I would like to create a kernel in CUDA that will have each thread responsible for calculating the eigenvalues for each of the symmetric matrices.

It's questionable to me whether this would be the fastest approach, but it might be for very small matrices. Even in this situation, there might be some data storage optimizations that could be made (interleaving global data across threads), but this would complicate things.

As stated, that request could be mapped into an "embarrassingly parallel" algorithm, where each thread works on a fully independent problem. We need only find suitable single threaded "donor code". After a quick google search, I came across this . It is fairly straightforward to modify that code to run in this thread-independent way. We need only borrow 3 routines ( jacobi_eigenvalue , r8mat_diag_get_vector and r8mat_identity ), and suitably decorate these routines with __host__ __device__ for use on the GPU, while making no other changes .

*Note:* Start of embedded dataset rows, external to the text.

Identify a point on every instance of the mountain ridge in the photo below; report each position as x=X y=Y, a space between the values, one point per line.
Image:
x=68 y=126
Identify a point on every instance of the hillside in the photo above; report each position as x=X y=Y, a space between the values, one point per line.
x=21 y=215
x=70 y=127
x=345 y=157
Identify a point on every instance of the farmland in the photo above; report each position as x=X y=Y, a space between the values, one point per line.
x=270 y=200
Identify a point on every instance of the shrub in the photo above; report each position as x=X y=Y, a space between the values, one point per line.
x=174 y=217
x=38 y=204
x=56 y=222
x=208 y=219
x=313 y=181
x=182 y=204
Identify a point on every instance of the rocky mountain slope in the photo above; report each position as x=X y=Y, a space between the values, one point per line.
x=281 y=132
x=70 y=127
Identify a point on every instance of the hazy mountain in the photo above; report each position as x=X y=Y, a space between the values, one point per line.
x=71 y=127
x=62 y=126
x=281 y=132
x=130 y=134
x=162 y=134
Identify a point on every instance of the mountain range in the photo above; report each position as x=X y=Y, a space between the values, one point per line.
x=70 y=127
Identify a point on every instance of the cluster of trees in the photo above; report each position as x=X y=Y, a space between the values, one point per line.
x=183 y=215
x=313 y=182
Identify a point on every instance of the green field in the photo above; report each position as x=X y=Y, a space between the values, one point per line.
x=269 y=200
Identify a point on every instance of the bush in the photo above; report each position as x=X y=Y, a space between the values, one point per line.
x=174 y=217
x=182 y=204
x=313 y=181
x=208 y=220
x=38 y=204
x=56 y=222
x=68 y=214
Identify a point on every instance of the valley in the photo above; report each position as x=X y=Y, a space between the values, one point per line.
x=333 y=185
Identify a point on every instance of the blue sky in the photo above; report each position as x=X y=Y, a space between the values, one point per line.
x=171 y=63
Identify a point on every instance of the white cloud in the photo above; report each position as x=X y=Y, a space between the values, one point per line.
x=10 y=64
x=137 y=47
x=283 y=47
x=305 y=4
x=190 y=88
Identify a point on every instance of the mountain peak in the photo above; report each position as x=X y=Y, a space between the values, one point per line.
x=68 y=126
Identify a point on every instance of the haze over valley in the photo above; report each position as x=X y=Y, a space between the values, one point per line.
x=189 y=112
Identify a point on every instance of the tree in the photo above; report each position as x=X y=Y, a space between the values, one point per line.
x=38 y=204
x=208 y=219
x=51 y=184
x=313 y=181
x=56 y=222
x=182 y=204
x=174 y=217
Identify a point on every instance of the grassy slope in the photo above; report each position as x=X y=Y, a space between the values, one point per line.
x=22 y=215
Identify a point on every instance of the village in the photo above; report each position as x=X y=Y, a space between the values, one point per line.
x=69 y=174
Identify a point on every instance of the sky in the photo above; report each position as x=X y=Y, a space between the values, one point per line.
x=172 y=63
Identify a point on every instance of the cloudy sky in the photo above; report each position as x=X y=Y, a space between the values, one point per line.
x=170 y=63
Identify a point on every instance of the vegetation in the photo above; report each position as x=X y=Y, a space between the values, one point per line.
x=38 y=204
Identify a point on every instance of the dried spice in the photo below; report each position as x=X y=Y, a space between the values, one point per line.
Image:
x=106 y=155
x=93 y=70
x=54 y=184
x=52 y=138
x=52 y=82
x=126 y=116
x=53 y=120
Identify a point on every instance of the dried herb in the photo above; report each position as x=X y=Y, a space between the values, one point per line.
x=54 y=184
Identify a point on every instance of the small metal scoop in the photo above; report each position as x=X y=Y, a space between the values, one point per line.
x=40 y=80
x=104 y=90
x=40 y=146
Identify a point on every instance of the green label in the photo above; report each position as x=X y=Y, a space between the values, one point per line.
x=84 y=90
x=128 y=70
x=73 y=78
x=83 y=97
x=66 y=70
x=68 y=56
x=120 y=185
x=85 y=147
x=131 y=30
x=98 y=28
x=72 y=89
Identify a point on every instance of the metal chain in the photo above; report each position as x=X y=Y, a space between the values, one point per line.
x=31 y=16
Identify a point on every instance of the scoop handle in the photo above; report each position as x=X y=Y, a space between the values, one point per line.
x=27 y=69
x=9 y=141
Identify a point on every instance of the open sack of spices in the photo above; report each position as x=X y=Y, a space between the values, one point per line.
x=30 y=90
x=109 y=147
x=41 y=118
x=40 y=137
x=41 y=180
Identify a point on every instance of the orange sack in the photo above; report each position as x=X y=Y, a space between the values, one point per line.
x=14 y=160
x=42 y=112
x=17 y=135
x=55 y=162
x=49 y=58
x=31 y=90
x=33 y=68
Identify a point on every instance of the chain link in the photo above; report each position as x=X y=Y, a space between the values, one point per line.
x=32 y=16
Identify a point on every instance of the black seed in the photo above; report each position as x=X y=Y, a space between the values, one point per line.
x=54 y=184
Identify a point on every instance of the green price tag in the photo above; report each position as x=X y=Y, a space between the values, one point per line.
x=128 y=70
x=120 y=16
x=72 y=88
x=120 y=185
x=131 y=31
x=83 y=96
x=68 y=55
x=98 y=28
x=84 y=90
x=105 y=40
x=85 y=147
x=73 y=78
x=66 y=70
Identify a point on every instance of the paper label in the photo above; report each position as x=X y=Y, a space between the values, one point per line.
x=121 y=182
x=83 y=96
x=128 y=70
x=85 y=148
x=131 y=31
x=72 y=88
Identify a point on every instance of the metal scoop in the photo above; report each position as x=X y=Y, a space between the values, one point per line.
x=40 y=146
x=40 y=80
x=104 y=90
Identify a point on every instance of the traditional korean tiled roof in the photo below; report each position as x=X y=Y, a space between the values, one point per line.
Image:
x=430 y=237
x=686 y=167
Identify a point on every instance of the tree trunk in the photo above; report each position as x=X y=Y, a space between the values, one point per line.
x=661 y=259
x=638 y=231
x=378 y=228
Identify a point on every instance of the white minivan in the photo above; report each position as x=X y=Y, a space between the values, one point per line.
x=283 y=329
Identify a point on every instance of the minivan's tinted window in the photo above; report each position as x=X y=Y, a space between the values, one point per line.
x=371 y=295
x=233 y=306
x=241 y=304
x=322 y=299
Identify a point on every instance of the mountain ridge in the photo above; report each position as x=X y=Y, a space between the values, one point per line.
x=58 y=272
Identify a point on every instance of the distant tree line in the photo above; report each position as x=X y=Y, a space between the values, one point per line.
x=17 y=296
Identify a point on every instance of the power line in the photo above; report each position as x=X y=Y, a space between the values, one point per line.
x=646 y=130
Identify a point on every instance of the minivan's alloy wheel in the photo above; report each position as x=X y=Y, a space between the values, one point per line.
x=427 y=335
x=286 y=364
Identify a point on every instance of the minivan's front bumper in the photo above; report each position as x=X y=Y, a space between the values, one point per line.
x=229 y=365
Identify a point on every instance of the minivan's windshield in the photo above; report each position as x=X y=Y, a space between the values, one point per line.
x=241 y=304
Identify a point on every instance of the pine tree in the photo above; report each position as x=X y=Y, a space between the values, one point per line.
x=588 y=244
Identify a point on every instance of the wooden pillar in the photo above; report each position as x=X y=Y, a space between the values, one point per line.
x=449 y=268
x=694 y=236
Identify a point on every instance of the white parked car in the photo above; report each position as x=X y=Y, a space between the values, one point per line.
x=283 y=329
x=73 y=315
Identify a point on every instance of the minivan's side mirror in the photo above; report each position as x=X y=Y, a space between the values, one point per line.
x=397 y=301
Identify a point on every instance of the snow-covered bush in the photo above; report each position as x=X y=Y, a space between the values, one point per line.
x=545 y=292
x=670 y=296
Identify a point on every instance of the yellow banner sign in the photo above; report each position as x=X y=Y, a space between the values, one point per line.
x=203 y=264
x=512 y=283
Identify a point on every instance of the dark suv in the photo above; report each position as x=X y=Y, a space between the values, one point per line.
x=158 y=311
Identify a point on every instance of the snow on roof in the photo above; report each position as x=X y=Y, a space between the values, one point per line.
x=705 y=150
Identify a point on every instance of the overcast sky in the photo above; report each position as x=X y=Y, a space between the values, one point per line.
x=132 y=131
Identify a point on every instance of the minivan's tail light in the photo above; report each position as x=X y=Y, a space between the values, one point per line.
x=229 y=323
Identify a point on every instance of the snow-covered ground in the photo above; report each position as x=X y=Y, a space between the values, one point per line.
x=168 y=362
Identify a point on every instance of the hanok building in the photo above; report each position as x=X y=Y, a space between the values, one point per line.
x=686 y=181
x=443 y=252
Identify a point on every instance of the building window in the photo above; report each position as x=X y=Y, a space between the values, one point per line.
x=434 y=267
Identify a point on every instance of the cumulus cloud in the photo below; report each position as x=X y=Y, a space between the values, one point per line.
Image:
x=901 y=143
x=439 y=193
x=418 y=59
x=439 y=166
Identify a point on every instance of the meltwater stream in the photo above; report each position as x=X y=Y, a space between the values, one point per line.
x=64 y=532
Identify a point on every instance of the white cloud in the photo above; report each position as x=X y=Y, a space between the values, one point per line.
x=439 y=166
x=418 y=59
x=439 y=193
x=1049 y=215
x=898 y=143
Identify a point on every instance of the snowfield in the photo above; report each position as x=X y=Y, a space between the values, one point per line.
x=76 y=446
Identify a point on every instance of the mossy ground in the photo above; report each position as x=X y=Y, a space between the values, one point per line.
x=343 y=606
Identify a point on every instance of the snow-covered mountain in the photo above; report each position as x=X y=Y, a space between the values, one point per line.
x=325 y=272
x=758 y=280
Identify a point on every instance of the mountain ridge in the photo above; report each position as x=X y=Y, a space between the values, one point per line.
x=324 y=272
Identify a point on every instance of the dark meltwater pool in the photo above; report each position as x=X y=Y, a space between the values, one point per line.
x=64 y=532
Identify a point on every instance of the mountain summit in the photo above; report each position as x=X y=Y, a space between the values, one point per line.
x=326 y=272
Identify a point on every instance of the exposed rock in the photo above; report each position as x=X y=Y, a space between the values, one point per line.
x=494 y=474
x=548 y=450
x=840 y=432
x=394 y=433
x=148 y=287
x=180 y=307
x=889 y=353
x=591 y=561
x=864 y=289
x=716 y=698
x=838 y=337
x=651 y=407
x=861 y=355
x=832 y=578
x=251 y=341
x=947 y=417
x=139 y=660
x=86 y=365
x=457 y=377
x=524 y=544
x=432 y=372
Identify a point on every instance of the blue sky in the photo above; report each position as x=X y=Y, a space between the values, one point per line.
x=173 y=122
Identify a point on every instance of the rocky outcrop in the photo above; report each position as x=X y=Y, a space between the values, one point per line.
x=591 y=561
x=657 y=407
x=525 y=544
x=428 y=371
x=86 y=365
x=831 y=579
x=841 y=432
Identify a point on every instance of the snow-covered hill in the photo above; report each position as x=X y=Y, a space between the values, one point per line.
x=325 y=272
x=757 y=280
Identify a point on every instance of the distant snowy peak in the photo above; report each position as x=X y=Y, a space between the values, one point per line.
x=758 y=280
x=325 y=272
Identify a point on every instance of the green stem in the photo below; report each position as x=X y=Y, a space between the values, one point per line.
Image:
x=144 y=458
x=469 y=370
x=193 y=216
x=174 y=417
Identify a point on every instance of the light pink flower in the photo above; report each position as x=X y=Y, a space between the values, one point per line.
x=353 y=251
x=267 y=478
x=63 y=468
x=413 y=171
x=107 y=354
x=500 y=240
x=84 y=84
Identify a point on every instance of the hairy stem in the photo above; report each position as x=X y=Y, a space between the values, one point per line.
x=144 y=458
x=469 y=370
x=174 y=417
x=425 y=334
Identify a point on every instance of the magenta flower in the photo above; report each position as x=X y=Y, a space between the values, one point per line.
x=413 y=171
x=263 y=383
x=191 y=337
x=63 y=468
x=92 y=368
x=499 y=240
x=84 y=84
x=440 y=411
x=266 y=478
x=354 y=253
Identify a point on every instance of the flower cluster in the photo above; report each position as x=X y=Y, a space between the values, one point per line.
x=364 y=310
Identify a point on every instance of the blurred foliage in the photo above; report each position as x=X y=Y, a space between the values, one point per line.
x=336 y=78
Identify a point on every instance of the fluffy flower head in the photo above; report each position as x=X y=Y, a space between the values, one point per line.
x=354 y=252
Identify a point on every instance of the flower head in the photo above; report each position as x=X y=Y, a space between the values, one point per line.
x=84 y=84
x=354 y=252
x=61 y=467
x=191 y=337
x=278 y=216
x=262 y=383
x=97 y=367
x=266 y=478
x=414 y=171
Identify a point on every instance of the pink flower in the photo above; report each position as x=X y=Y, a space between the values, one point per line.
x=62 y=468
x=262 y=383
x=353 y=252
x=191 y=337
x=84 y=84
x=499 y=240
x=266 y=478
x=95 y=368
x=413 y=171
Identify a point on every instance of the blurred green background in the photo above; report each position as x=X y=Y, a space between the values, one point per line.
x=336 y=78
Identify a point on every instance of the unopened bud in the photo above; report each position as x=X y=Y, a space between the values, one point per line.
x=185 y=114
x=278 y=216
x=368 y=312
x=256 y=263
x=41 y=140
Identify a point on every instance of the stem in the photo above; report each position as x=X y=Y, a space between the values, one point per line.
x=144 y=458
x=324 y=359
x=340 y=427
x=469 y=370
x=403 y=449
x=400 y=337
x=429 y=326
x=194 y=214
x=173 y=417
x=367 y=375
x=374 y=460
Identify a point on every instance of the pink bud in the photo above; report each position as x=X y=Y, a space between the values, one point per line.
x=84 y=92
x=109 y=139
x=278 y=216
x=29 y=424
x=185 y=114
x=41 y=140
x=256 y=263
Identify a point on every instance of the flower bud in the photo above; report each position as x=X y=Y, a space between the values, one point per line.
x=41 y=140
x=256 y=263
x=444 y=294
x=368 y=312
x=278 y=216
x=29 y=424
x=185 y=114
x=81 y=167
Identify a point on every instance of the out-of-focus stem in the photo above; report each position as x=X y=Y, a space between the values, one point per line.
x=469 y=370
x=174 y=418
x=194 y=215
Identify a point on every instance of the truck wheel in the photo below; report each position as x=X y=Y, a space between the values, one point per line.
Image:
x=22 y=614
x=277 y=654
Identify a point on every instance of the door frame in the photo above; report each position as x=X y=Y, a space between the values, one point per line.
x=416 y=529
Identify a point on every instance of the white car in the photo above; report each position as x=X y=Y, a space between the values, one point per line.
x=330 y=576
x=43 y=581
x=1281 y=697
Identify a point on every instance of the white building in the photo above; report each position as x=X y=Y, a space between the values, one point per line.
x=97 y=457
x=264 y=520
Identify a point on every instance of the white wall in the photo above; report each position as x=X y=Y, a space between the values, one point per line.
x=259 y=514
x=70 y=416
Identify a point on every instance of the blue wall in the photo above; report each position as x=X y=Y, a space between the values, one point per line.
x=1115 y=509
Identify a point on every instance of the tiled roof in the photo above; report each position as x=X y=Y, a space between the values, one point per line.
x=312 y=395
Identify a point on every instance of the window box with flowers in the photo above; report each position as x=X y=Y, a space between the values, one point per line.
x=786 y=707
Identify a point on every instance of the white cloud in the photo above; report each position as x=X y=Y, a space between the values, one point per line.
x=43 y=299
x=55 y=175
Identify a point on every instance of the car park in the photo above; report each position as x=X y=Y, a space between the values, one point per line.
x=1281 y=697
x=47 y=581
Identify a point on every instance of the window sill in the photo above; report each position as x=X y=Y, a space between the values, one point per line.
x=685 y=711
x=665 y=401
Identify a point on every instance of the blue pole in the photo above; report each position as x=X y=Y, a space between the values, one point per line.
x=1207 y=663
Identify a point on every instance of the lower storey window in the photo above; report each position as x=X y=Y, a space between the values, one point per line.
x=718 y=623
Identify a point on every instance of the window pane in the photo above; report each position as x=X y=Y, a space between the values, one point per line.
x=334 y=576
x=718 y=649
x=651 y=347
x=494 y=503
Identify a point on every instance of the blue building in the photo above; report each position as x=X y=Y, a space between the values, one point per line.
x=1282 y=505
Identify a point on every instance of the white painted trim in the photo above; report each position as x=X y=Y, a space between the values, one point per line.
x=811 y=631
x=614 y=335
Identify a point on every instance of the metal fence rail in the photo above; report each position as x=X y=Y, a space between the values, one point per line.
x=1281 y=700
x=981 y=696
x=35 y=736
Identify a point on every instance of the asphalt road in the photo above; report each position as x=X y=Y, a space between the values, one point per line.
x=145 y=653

The code in question, appears to be GNU LGPL licensed by J Burkardt at Florida State University. Therefore, with this in view, and following conventional wisdom I have not included any significant amount of that code in this answer. But you should be able to reconstruct my results experimentally using the instructions I give.

NOTE: I'm not sure what the legal ramifications are of using this code, which claims to be GNU LGPL licensed. You should be sure to adhere to any necessary requirements if you elect to use this code or portions of it. My primary purpose in using it here is to demonstrate the concept of a relatively trivial "embarassingly parallel" extension of a single-threaded problem solver.

It should be trivial to reconstruct my full code by going here and copy-pasting the 3 indicated functions into the places indicated in the remaining code-skeleton. But this doesn't change any of the previously mentioned notices/disclaimers. Use it at your own risk.

Again, making no other changes might not be the best idea from a performance standpoint, but it results in a trivial amount of effort and can serve as a possibly useful starting point. Some possible optimizations could be:

seek out a data interleaving strategy so that adjacent threads are more likely to be reading adjacent data
eliminate the new and delete functions from the thread code, and replace it with a fixed allocation (this is easy to do)
remove unnecessary code - for example that which computes and sorts the eigenvectors, if that data is unneeded

In any event, with the above decorated donor code, we need only wrap a trivial kernel ( je ) around it, to launch each thread operating on separate data sets (ie matrices), and each thread produces its own set of eigenvalues (and eigenvectors - for this particular code base).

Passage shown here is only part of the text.